The package comprises: a letterpressed folder on recycled card, a 7" record pressed on recycled vinyl and a set of essays by Rob and prints by Tommy exploring the themes of the project, riso printed using soy inks on recycled paper.
Recordings made with hydrophone, ambient and contact microphone recordings of rivers, spring houses, manhole covers, pub barrel rooms, pipelines and taps are mixed with the peals and drones of 1960s transistor organs, harmoniums, Swedish micro-synths, drum machines and iPads: a blend of the natural and unnatural; modern and antiquated; hi-fi and lo-fi. Drum beats were sampled from underwater recordings, and reverbs created using the convolution reverb technique to recreate the sonic space of different bodies of water.
Many of the sounds collected around Edinburgh and used to make the record are available on a sound map here: www.edinburghwateroflife.org/sound-map/.

"blurs field recordings with folksong, vintage synths and ambient electronica to create something at once natural, unnatural, and in perfect harmony with its source." - The List

"A fascinating and ambitious project that tests the boundaries of what we perceive as music in the environments we live in" - The Vinyl Factory

"aquatic synths burble alongside pulsating geyser beats and hydrophone chronicles, buoying the double helix allure of coursing waters: a becalming surface simplicity that, on closer inspection, reveals an unceasing shape-shift of busying audial information" - Record Collector

A labour of love from Edinburgh based artists Rob St.
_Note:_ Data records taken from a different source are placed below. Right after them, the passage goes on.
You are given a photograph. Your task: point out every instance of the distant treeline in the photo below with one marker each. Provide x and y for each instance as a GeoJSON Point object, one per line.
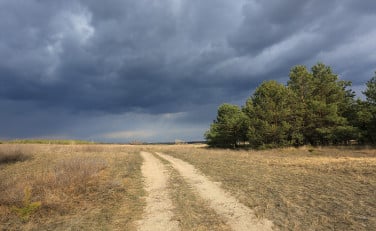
{"type": "Point", "coordinates": [46, 141]}
{"type": "Point", "coordinates": [314, 108]}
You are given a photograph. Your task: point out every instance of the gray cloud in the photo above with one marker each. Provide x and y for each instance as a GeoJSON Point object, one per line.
{"type": "Point", "coordinates": [76, 61]}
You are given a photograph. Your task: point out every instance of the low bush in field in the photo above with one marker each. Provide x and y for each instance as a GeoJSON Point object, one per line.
{"type": "Point", "coordinates": [10, 156]}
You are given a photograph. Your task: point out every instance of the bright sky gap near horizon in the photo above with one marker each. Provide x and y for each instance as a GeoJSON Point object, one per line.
{"type": "Point", "coordinates": [156, 71]}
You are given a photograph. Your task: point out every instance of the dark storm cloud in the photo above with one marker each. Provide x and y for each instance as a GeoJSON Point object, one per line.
{"type": "Point", "coordinates": [116, 57]}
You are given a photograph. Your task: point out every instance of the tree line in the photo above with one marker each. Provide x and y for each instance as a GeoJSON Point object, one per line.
{"type": "Point", "coordinates": [313, 108]}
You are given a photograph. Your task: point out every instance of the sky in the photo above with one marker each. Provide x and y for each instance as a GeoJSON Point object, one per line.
{"type": "Point", "coordinates": [157, 70]}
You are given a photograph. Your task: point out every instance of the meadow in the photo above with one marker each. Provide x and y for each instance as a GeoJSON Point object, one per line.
{"type": "Point", "coordinates": [86, 186]}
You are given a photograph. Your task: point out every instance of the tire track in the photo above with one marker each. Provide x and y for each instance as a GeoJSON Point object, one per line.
{"type": "Point", "coordinates": [158, 214]}
{"type": "Point", "coordinates": [238, 216]}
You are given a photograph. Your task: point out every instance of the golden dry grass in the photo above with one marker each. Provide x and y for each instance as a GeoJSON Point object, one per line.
{"type": "Point", "coordinates": [192, 212]}
{"type": "Point", "coordinates": [91, 187]}
{"type": "Point", "coordinates": [327, 189]}
{"type": "Point", "coordinates": [80, 187]}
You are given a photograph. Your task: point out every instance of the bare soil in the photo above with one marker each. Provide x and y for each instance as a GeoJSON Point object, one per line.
{"type": "Point", "coordinates": [158, 214]}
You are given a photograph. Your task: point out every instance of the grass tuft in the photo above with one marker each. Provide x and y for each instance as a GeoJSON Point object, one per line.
{"type": "Point", "coordinates": [13, 155]}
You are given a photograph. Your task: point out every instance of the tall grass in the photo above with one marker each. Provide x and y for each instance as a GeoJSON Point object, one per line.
{"type": "Point", "coordinates": [10, 155]}
{"type": "Point", "coordinates": [78, 187]}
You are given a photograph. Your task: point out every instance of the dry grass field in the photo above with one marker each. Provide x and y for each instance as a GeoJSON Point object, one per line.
{"type": "Point", "coordinates": [298, 189]}
{"type": "Point", "coordinates": [79, 187]}
{"type": "Point", "coordinates": [91, 187]}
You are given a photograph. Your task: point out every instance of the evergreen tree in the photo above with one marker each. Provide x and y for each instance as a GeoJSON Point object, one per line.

John and Tommy Perman, ‘Water of Life’ is a paean to the city’s waterways and the flow of water from the Pentlands to the Forth that at times in history has become the city’s industrial power source, drinking water and lifeblood. St. John is known for his psychogeographical bent, including his recent work with archive film artists Screen Bandita (soundtracking a live showing of antique footage of the Western Isles) and Folklore Tapes. He is also an environmental writer and here his evident love and interest in his adopted city’s history is soundtracked in a limited edition 7”.
Found sounds and field recordings of running water introduce ‘’Sources and Springs/Abercrombie 1949’ before St. John’s harmonium maintains an almost kraut rock motirik pulse. The sense of machinery and water systems pulsating and pumping the life blood of the city is tangible. ‘Liquid City/The Shellycoat’ continues the analogue, Kraftwerkian vibe. The Shellycoat is said to be a water spirit that haunts the Pennybap Boulder that sits in nearby Leith and a chorus of voices recount the children’s song about this entity.  These tracks, an ‘alternative travelogue’, evoke memories of 1970s Tomorrow’s World style programmes about a brave new world and as such fit into the hauntological universe of acts such as The Advisory Circle and The Eccentronic Research Council. This music really should be sountracking a BFI release of archive footage; indeed both artists recently performed live to such visuals as a part of the ‘Echo of Light/ Water Of Life’ events.
The field recording element adds an additional dimension to this project; the drum sounds are from hydrophonic recordings made under water, the reverb effects deliberately replicating sub surface natural reverb. Sounds from rivers, manhole covers, spring houses, pub barrel rooms, pipelines and taps also permeate this recording bringing life and authenticity to the carefully orchestrated and beautifully descriptive music. 
Limited to an edition of 200, the 7” comes with art prints, essays by St John, and a hand, letter pressed folder. Appropriately the single comes on recycled vinyl. Artefacts like this come along rarely and when they do often do not reach the level of thought, care and quality of Water of Life. Take a drink or dive right in. - Grey Malkin

Water of Life may be the evolution of field recordings.  Presented in an enormously appealing package, the 45 is accompanied by letterpress artwork and a series of essays that address Edinburgh’s water flow.  As the first edition of the larger Imagining Natural Scotland project, it makes a wonderful first impression, and an even better second impression as the listener delves into the structure of the recordings and the background of Edinburgh.  Is it possible for people around the world to be interested in a Scottish water system?  Amazingly, yes.  In the same way as a good novel makes one care about characters and settings that one has never visited, Water of Life makes its subject seem so interesting that the music itself seems almost an afterthought.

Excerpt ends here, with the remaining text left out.